Kyle Hanagami in the zone on the Mean Girls set. Photo by JoJo Whilden, courtesy Paramount Pictures (Mean Girls is now on digital and Blu-ray).

But choreography won’t necessarily take a backseat. “I’ll still work on projects that touch dance in some way,” he says. That includes choreographing for the current season of “So You Think You Can Dance.” 

“Everything I’ve done up until this point—from my video-editing experience to my love for psychology—has prepared me for this,” Hanagami says. “I feel more than ready.”

The Company He Keeps

“If I were to give one piece of advice to someone in the entertainment industry, it’d be to surround yourself with good people,” Hanagami says. Charlize Glass, a professional dancer who worked with Hanagami on Mean Girls and has taken his classes for 13 years, says he lives by that advice himself. “Kyle creates an environment that is unlike anything else, largely because of the assistants around him,” Glass says. “It makes the work so much more enjoyable.”

One of those people is Hanagami’s close friend and collaborator, Haley Fitzgerald. Fitzgerald first crossed paths with Hanagami more than a decade ago and has been a fixture in his social media content and professional projects. “Collaborating with Kyle is like piecing a puzzle together—the combination of his technical eye and my dancing works really nicely,” she says.

Kyle Hanagami, dressed in a Christmas tree onesie, gives a dopey smile to the camera. Beside him, a camera man wears a silly white wig and a young woman is dressed in a textured green dress adorned with little red bows.
Kyle Hanagami, camera operator Ari Robbins, and Haley Fitzgerald working on Mean Girls. Photo courtesy Hanagami.

Hanagami refers to Fitzgerald as his “right hand.” “I just like her as a human, and I want to be around her,” he says. “When you gel with someone like that, it makes the work better.”

Always Advocating

A prolific creator, Hanagami is a vocal proponent of choreographic copyright. He has secured copyrights for nearly all of his choreographic work, and recently pursued his own lawsuit against Epic Games and the video game Fortnite, in which he claimed that the company stole his copyrighted moves.
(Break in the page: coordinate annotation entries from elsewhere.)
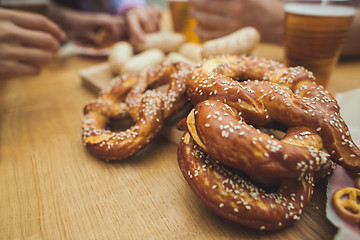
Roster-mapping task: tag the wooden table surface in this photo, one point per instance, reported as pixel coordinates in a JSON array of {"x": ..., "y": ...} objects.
[{"x": 52, "y": 188}]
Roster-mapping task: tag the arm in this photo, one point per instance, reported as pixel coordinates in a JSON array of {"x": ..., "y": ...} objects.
[
  {"x": 27, "y": 42},
  {"x": 140, "y": 18}
]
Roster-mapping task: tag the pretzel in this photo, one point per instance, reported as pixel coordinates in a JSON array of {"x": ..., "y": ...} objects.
[
  {"x": 235, "y": 97},
  {"x": 131, "y": 95},
  {"x": 285, "y": 95},
  {"x": 233, "y": 197},
  {"x": 346, "y": 203},
  {"x": 212, "y": 122}
]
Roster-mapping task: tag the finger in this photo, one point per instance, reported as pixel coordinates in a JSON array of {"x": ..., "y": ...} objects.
[
  {"x": 147, "y": 24},
  {"x": 209, "y": 20},
  {"x": 32, "y": 56},
  {"x": 135, "y": 30},
  {"x": 37, "y": 39},
  {"x": 37, "y": 22},
  {"x": 11, "y": 69}
]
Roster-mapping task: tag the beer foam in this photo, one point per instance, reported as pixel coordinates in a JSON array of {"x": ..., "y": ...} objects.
[{"x": 320, "y": 10}]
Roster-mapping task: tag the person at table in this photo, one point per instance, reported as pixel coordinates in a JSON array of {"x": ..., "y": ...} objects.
[
  {"x": 29, "y": 41},
  {"x": 109, "y": 14},
  {"x": 217, "y": 18}
]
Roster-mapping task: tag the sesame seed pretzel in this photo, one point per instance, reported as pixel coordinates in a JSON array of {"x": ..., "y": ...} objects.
[
  {"x": 283, "y": 95},
  {"x": 234, "y": 197},
  {"x": 129, "y": 96},
  {"x": 212, "y": 122},
  {"x": 173, "y": 74},
  {"x": 223, "y": 126}
]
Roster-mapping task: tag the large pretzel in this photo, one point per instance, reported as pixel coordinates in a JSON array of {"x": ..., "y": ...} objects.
[
  {"x": 285, "y": 95},
  {"x": 233, "y": 197},
  {"x": 173, "y": 74},
  {"x": 222, "y": 127},
  {"x": 148, "y": 109}
]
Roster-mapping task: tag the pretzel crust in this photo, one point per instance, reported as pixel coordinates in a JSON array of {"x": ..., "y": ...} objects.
[
  {"x": 131, "y": 95},
  {"x": 284, "y": 95},
  {"x": 109, "y": 145},
  {"x": 235, "y": 198},
  {"x": 235, "y": 97},
  {"x": 346, "y": 203}
]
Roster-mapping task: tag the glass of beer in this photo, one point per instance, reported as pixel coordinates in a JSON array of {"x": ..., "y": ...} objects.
[
  {"x": 182, "y": 21},
  {"x": 315, "y": 32}
]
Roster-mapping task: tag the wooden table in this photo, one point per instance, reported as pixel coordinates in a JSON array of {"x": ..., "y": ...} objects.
[{"x": 52, "y": 188}]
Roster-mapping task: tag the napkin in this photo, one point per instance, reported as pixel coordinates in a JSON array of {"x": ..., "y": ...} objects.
[{"x": 339, "y": 179}]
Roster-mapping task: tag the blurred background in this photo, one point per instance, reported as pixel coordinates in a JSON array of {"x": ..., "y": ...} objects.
[{"x": 161, "y": 3}]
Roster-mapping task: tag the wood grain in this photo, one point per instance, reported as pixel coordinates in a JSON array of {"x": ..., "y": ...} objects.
[{"x": 52, "y": 188}]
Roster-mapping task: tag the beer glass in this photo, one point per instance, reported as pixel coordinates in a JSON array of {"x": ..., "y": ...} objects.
[
  {"x": 315, "y": 31},
  {"x": 182, "y": 21}
]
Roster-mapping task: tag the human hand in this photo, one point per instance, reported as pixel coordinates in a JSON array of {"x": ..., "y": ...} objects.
[
  {"x": 85, "y": 26},
  {"x": 27, "y": 42},
  {"x": 217, "y": 18},
  {"x": 141, "y": 20}
]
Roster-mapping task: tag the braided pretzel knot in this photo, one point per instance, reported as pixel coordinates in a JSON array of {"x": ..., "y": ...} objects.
[
  {"x": 219, "y": 128},
  {"x": 149, "y": 110}
]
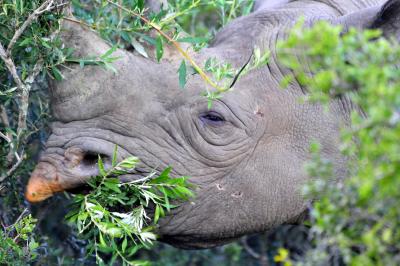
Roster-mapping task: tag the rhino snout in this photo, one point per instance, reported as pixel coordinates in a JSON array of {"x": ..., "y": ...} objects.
[{"x": 59, "y": 173}]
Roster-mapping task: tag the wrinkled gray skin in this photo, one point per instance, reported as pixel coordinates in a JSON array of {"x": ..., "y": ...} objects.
[{"x": 248, "y": 168}]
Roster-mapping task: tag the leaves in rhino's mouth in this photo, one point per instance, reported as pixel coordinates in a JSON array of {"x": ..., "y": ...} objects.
[{"x": 112, "y": 213}]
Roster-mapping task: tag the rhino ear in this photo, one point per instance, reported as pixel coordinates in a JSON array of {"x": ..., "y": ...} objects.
[
  {"x": 385, "y": 18},
  {"x": 388, "y": 19}
]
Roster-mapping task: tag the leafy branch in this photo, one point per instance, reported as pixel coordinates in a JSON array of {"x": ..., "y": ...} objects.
[
  {"x": 22, "y": 88},
  {"x": 98, "y": 215}
]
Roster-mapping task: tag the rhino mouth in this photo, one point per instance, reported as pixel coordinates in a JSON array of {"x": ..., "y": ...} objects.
[{"x": 71, "y": 172}]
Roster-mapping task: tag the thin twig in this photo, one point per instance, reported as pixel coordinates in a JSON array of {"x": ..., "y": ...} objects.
[
  {"x": 46, "y": 6},
  {"x": 14, "y": 167},
  {"x": 23, "y": 88},
  {"x": 248, "y": 249},
  {"x": 176, "y": 44}
]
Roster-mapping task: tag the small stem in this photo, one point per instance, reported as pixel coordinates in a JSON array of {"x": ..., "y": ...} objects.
[{"x": 176, "y": 44}]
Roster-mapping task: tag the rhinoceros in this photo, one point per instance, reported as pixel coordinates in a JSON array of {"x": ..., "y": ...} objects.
[{"x": 245, "y": 154}]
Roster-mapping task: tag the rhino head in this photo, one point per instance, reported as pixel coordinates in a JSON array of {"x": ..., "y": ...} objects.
[{"x": 245, "y": 154}]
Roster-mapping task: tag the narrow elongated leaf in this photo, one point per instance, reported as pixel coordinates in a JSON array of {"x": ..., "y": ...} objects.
[
  {"x": 159, "y": 48},
  {"x": 182, "y": 74}
]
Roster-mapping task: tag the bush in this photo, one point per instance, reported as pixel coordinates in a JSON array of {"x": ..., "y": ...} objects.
[{"x": 353, "y": 221}]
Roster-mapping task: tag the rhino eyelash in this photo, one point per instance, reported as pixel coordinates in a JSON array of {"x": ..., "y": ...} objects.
[{"x": 212, "y": 118}]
“I’m so passionate about this because choreographers are often women, or come from marginalized communities, or are people of color—systemically, it’s almost a given that they’ll be taken advantage of,” he says. “I’m lucky enough to be in a position where I can hold other parties accountable.”

Hanagami brings that same passion for advocacy to his work as a vice president of the Choreographers Guild, the labor union for choreographers in the entertainment industry. At the height of the COVID-19 pandemic, he remembers Zoom meetings where it became clear that he and his Guild colleagues were all facing similar problems within the industry. “As choreographers, we rarely work on projects together. We’re usually on our own island,” he says. “But through our conversations, we’ve been able to establish what choreographers want and deserve, and how to get there.”